Enjoy your analysis.
It really leaves something to be desired in performance demanding (CPU-bound) applications.
In terms of values $ it compensates much more than buying the Nezha (which has ethernet) however it is not feasible to use wi-fi/bluetooth being obsolete and exclusive to tinalinux. And the performance result does not differ from lincheerv and MangoPi.
Thank you so much! Absolutely, this is definitely true. The D1 is not a very powerful CPU. The performance result for sure doesn’t differ between the two and my two benchmarks found that. The Mango Pi got 718 and the LicheeRV got 652. I definitely don’t consider that a significant difference. If I ran the benchmark several more times I probably could have closed the gap and got them extremely close but this is normal variance between runs (especially on this slow of a device). They’re both on the very low end of the scale.
I’d love to see more powerful modules though. For example my Lichee RV 86 Panel is supposedly coming with a 1GB Lichee RV module. Apparently these actually exist but I haven’t seen them for sale individually (just the 512MB versions). The point is though that there are already different versions out there. I’ll have a 1GB version soon although I have no idea how you’d get it without buying the Lichee RV 86 panel (and even then it was an extra option, it had the choice of a 512MB or 1GB and I upgraded the one mine came with).
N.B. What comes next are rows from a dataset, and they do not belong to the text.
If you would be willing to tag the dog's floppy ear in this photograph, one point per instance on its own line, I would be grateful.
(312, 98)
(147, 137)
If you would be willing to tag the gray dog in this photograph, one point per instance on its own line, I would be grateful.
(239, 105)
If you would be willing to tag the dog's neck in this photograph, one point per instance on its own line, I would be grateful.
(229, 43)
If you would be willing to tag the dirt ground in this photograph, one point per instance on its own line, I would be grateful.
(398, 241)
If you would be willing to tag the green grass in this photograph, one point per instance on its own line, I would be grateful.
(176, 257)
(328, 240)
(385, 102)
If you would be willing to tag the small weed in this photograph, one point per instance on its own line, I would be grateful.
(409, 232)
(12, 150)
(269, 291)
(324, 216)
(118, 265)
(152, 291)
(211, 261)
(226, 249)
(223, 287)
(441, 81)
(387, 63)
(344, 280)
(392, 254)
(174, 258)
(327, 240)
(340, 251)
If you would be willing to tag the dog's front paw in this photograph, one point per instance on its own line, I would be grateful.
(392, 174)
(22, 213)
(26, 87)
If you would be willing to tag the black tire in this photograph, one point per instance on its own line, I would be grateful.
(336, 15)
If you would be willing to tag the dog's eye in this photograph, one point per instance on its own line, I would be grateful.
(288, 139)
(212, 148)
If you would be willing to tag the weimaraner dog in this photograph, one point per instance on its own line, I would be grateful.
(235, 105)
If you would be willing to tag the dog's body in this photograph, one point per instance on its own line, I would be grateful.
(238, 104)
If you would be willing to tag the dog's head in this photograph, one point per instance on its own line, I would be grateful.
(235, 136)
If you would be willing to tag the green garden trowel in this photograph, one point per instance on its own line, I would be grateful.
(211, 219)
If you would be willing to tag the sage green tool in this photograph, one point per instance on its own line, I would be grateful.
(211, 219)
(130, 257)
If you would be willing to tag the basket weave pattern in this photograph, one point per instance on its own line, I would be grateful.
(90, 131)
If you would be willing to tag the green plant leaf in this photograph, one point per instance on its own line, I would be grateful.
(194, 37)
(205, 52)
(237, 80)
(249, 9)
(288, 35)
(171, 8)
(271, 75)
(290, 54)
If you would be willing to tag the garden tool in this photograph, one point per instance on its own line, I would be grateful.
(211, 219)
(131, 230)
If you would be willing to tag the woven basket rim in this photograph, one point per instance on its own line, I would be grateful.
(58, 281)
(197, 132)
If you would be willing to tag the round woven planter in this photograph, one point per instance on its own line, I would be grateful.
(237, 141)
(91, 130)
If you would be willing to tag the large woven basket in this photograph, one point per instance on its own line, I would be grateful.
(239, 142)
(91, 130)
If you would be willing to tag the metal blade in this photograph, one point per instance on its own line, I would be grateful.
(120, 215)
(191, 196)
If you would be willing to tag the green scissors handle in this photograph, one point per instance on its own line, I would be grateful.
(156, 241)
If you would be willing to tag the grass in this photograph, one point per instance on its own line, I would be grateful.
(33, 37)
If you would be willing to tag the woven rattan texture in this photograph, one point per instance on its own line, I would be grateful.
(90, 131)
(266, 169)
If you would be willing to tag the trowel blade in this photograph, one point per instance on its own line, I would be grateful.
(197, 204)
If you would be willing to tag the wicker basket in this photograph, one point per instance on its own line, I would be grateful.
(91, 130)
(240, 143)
Hopefully there will be modules produced later with a more powerful CPU. That would be a logical next step. Even stepping up to a dual core would make a world of difference as honestly the fact that there is only a single CPU core is more of an issue in my eyes than the CPU core only being clocked at 1GHz. If it had 2 1GHz CPU cores (call it the D2 maybe? That would be awesome) it would feel *so* much better even with that low of a clock speed.
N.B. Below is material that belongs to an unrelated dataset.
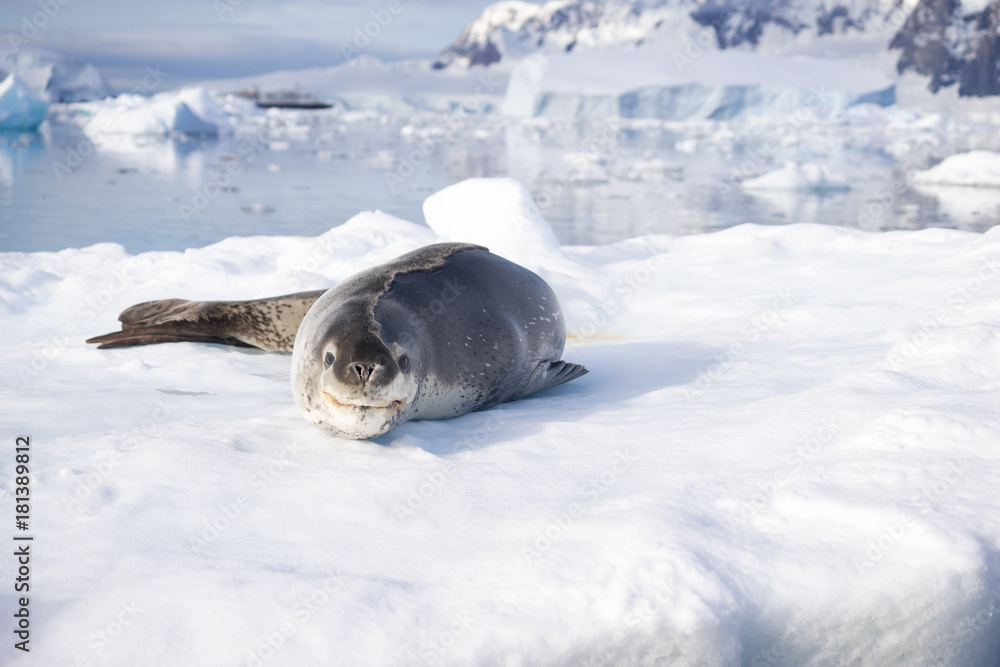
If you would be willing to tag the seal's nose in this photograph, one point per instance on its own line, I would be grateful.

On the MangoPi I was able to get the wireless working (actually by installing the LicheeRV wireless driver which works perfectly on the MangoPi MQ Pro due them sharing rtl8723ds). You need to do the same thing with the Lichee. Do a:
sudo apt search lichee
ubuntu@ubuntu:~$ sudo apt search lichee
Full Text Search... Done
crust-firmware/kinetic 0.5-2 all
SCP firmware for Allwinner sunxi boards
licheerv-rtl8723ds-dkms/kinetic 1.0-0ubuntu1 riscv64
DKMS package to build Wifi driver for the LicheeRV board
It won’t come with the WiFi driver. I know it because if it did then you wouldn’t have to download it on the MangoPi MQ Pro using the exact same Ubuntu image. The above output is from my Lichee (note that it doesn’t say the package is installed, only available) so I can 100% confirm it comes without the wireless driver. To install it just do:
sudo apt install licheerv-rtl8723ds-dkms
sudo modprobe 8723ds
In other words although we can’t make the CPU any faster the wireless is absolutely fixable. Note: installing the WiFi driver will take a *very* long time to build on the Lichee/MangoPi MQ Pro (like over an hour).
This is a fantastic start but I’d love to see some more powerful CPU options as well. Thanks for sharing your thoughts, take care!